The gritty details of pixel art — rendering problems — must always be dealt with. My point is simply that when you approach them as an outcome of design work, you keep control of the picture. When you do the converse — attempt to directly fit the design to pixel art constraints — the level of your technical skills dictates the design of the picture. That's a problem, because if you have enough taste to know that your artwork is lacking, you have more taste than technical skill. If your taste isn't in control, you aren't playing to your strengths.

A short aside on design for pixel art

When talking about design, it’s necessary to distinguish between design in general — called just ‘design’, and design as extended into a specific domain — called ‘visual design’, ‘sound design’, etc, according to the particular domain.

Design per se can be related to world building. You have a character in your world who does Y. What do they need? What kind of temperament and backstory do they have? How do the answers to those two questions combine to indicate what equipment they specifically must choose? Clearly, temperament, choices of equipment and clothing all effect the practical question of how you must draw the character, but how much you include is limited by the practical constraints of making clear, effective art in a realistic timeframe.

Visual or Graphic Design is concerned with exactly those questions as they relate to visual art. It attempts to boil this broad set of characterizing facts into specific visual designs that exemplify the most important characteristics and omit those which would only confuse or be impractically demanding to render.

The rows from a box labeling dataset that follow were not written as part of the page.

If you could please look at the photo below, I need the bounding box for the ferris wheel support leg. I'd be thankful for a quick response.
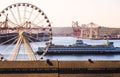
[8,37,21,61]
[23,37,36,60]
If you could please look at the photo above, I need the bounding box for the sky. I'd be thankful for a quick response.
[0,0,120,28]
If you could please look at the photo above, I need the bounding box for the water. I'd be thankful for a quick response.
[0,37,120,60]
[45,37,120,60]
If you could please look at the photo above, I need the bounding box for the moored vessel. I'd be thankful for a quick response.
[37,40,120,55]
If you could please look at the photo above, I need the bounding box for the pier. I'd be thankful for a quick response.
[0,59,120,77]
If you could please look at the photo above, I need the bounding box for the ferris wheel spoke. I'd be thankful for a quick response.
[3,14,16,24]
[17,6,22,25]
[0,36,18,45]
[31,13,40,22]
[10,9,18,25]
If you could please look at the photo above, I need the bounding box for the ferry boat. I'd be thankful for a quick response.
[37,40,120,55]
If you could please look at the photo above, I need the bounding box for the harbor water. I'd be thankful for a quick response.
[0,36,120,60]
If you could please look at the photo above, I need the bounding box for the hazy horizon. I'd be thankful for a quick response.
[0,0,120,28]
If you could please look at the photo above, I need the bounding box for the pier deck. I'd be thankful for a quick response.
[0,59,120,77]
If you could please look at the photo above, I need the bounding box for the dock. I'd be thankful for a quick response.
[0,59,120,77]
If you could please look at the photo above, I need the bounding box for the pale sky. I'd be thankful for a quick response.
[0,0,120,28]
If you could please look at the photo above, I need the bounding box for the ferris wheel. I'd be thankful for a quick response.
[0,3,52,60]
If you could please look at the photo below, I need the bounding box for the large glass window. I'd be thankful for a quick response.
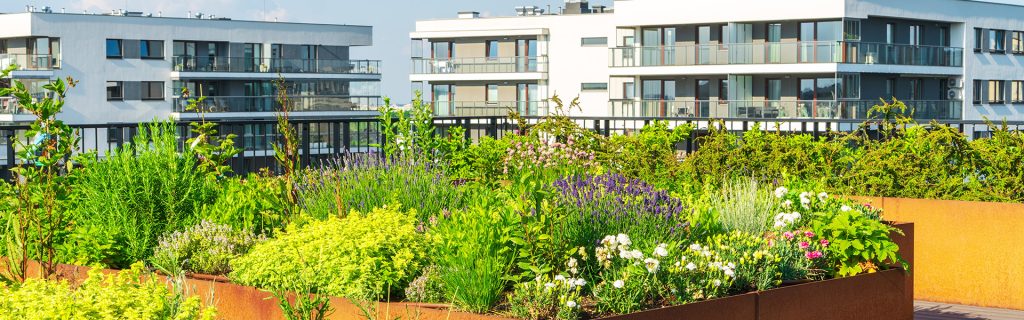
[988,30,1007,52]
[486,40,498,58]
[986,80,1006,104]
[142,81,164,99]
[1010,81,1024,104]
[138,40,164,58]
[106,39,124,58]
[486,84,500,103]
[106,81,125,101]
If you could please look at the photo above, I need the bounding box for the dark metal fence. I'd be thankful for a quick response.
[0,116,1024,178]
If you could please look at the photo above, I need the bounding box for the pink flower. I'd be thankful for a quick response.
[804,251,821,259]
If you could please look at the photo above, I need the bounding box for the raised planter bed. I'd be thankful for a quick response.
[4,224,914,320]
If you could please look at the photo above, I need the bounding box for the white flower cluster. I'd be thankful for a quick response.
[775,187,790,199]
[775,212,800,229]
[594,234,644,268]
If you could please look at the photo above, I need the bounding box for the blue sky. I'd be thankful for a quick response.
[0,0,611,104]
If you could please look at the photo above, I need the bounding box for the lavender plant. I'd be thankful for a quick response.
[299,155,462,222]
[151,221,262,275]
[554,174,692,247]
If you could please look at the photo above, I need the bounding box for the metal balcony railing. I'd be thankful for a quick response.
[174,95,384,113]
[0,53,60,71]
[173,55,381,75]
[413,56,548,75]
[433,102,548,117]
[609,41,964,67]
[609,99,964,120]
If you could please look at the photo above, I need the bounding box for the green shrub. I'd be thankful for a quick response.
[0,264,216,320]
[150,221,260,275]
[200,174,289,235]
[63,123,216,269]
[229,207,426,298]
[299,155,462,221]
[431,195,516,313]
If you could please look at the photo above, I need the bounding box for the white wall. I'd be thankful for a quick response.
[0,13,372,123]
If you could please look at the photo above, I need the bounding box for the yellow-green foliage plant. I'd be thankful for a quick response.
[0,264,217,320]
[229,207,426,298]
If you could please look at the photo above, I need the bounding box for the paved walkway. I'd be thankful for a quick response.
[913,302,1024,320]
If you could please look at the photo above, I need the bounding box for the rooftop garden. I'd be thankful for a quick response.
[0,71,1024,319]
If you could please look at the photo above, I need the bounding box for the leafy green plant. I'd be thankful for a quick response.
[0,264,216,320]
[62,123,217,269]
[200,174,290,236]
[431,191,517,313]
[181,86,242,176]
[150,221,261,275]
[229,207,426,298]
[0,69,78,281]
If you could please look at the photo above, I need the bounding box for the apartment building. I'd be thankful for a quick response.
[0,7,382,124]
[410,0,1024,120]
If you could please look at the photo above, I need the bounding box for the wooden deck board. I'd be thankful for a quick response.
[913,302,1024,320]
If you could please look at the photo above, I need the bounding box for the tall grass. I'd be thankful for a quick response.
[65,122,216,268]
[299,154,462,221]
[709,178,777,235]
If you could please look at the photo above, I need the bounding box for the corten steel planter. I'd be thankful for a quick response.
[4,224,914,320]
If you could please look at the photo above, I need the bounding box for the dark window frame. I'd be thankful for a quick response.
[104,39,125,58]
[105,81,125,102]
[139,81,167,102]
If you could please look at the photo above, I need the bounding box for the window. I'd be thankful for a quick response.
[974,28,985,52]
[1010,31,1024,54]
[718,79,729,102]
[484,84,498,103]
[142,81,164,99]
[106,39,124,58]
[883,79,896,99]
[487,40,498,58]
[988,30,1007,53]
[1010,81,1024,104]
[886,24,896,44]
[843,19,860,41]
[106,81,125,101]
[580,37,608,46]
[581,82,608,91]
[138,40,164,58]
[909,26,921,45]
[985,80,1006,104]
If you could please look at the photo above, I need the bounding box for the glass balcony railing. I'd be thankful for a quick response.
[0,53,60,71]
[610,99,963,120]
[609,41,964,67]
[173,55,381,75]
[174,95,384,113]
[413,56,548,75]
[433,102,548,117]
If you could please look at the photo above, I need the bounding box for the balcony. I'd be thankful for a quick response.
[173,55,381,75]
[609,41,964,67]
[433,102,548,117]
[413,56,548,75]
[609,99,963,120]
[0,53,60,71]
[174,95,384,113]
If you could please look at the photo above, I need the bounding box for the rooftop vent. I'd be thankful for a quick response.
[459,11,480,18]
[562,0,590,14]
[515,5,544,16]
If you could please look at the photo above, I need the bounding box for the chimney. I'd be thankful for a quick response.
[459,11,480,18]
[562,0,590,14]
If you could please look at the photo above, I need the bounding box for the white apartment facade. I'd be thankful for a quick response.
[411,0,1024,121]
[0,8,382,124]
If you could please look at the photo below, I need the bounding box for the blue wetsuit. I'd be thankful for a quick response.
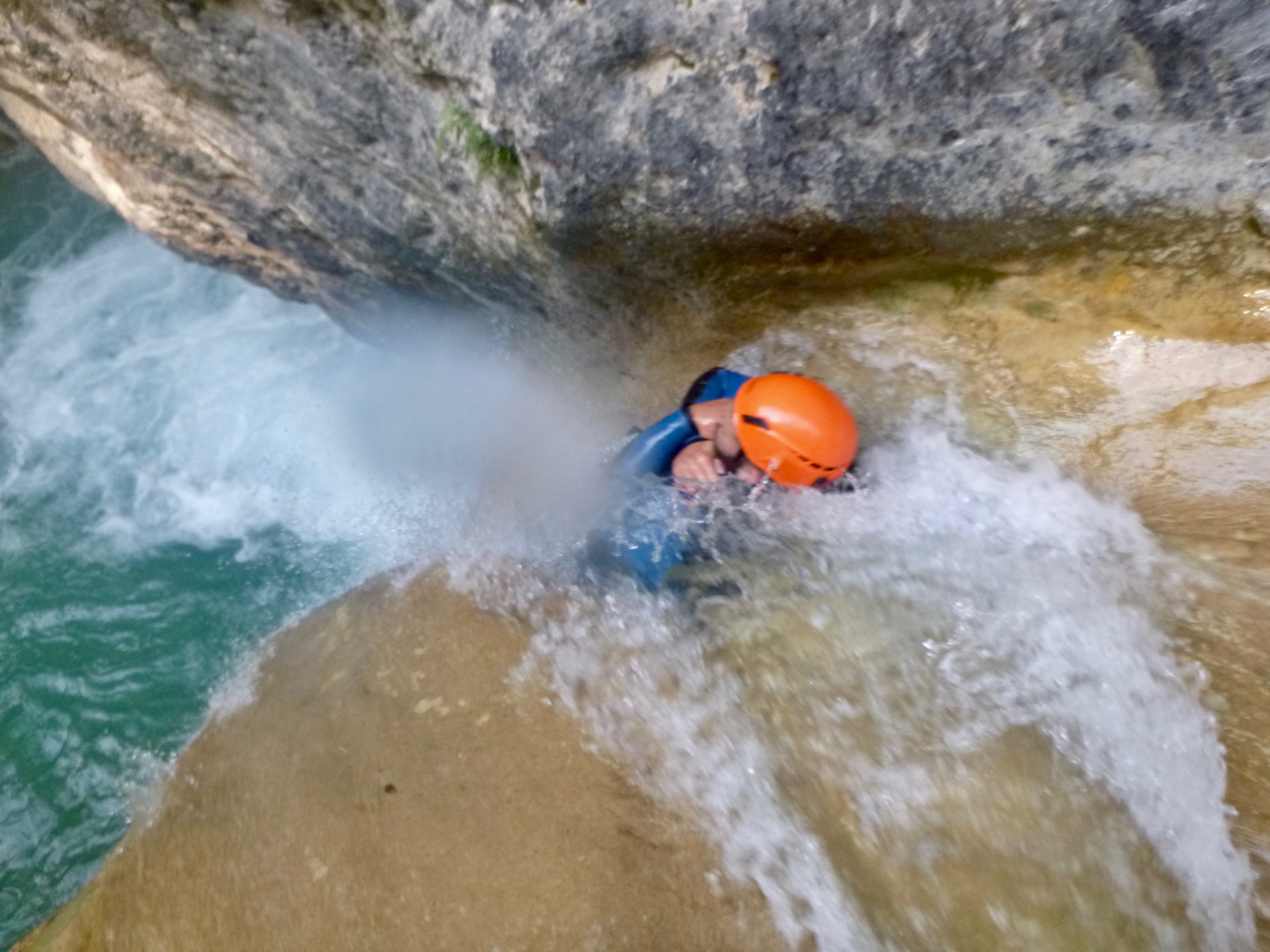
[614,367,749,589]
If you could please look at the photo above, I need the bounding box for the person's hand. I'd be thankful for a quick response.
[671,439,727,486]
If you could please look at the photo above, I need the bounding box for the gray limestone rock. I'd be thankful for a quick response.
[0,0,1270,332]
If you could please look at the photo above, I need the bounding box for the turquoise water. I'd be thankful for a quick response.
[0,145,433,947]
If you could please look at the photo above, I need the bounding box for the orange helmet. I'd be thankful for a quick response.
[733,373,859,486]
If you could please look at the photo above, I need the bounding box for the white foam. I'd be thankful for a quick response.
[493,426,1253,952]
[0,232,604,572]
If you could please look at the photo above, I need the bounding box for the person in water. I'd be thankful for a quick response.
[615,367,859,489]
[614,367,859,589]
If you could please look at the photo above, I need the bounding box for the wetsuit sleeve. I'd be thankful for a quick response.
[682,367,749,409]
[614,410,700,480]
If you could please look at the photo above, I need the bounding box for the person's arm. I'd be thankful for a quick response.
[614,410,700,480]
[671,439,727,484]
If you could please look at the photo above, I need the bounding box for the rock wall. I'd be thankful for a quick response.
[0,0,1270,332]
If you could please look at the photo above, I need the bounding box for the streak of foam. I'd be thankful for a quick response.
[794,432,1253,950]
[510,590,879,952]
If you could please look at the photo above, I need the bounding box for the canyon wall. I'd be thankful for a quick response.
[0,0,1270,335]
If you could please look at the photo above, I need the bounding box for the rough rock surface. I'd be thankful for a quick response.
[0,0,1270,332]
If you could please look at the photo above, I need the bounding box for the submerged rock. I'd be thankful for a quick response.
[0,0,1270,332]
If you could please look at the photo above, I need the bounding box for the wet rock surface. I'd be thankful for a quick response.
[0,0,1270,332]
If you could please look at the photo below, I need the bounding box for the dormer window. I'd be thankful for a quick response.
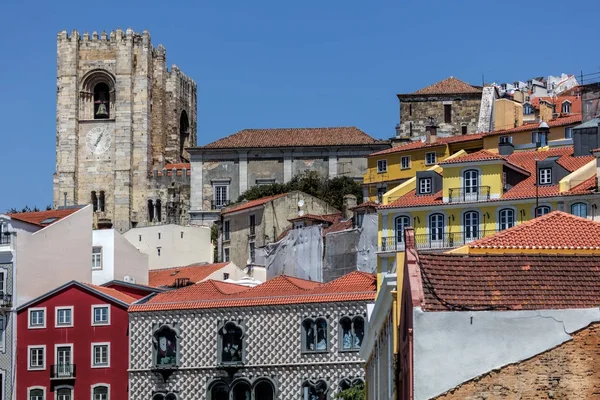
[539,168,552,185]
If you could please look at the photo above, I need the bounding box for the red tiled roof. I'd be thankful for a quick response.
[413,76,482,95]
[369,133,483,157]
[201,126,383,149]
[221,193,287,215]
[419,253,600,311]
[469,211,600,250]
[129,271,376,312]
[148,262,229,287]
[7,207,81,226]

Thumbnailing is a staple practice of visual design work — making a tiny picture that captures the key characteristics of the picture - flow or gesture, composition, volumes, tones. Actually, many tiny pictures, because it’s usually pretty easy to improve on visual layouts once you have at least one to compare to. It saves a lot of time to make your mistakes in tiny quick scribbles rather than re-re-re-rendering a fully realized artwork. Graphic design for pixel art , in my opinion, should rely even more heavily on thumbnailing. If your sprite does not read well as a 4x4cm thumbnail, it will not read well as pixel art. Even if your pencilwork is really imprecise and clumsy, pixel art is much more coarse than that.